「アタシね、本当は寂しかったんだと思う」
柔らかな胸に顔を埋めれば、そのしなやかな指が僕の髪の毛を掻きむしる。
「こうして誰かに抱かれたいって、心のどこかで望んでたのかもね……あっ」
乳首を口に含んでみれば跳ね上がる肢体。
「でも……抱いてくれるのが、新倉くんで……良かった」
「先輩は、僕が一緒にいてあげなきゃって、思ったんです」
いつも無理してる彼女。細かい事ばかり言うくせに掃除も洗濯もしないで、威張っているくせに寂しがり屋で。そして、いつも男に興味ない素振りなのに本当はいやらしい人。

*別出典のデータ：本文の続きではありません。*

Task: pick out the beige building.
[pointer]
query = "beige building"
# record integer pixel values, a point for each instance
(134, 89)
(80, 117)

「だから……二人の時は、本当の律子さんでいてください」
「うん……」
僕が、彼女を癒してあげたい。そう思った。腰から足にかけて撫でれば吐息。胸の膨らみを口に含めば喘ぎ。ゆっくりと繋がって行けば、震える唇。
「あっ……ん、そこ」
「ここ?」
かき混ぜるように激しく。時にはゆっくりと奥まで。背中に差し入れた左手は彼女の肩へ。右手は頭を抱え込むようにすれば先輩は僕の腕の中。ずっと朝まで、こうして繋がり続けていたかった。
カーテンがぼんやりと白い。静けさの中、僕の隣で寝息を立てる温もりで、ここがどこだか思い出した。裸のままの寝姿に抱き付けば、目を覚ます先輩。
「ん……おはよ、新倉くん」
「おはようございます」
昨夜は二人して結構酔っていたけど、あれは夢なんかじゃなかった。
「んふ、朝から元気……」
寝起きで裸のまま抱き合っていたら無理もない。
「せ、先輩、やめ……」
優しく握られて更に固く。まだ夢の中を漂ってるような、そんな気がする日曜の朝は怠惰。
「このまま新倉くんに首輪はめてウチで飼いたいな」
「僕ぁ犬じゃないです」
僕の首に手を回して、先輩はそんな事を言った。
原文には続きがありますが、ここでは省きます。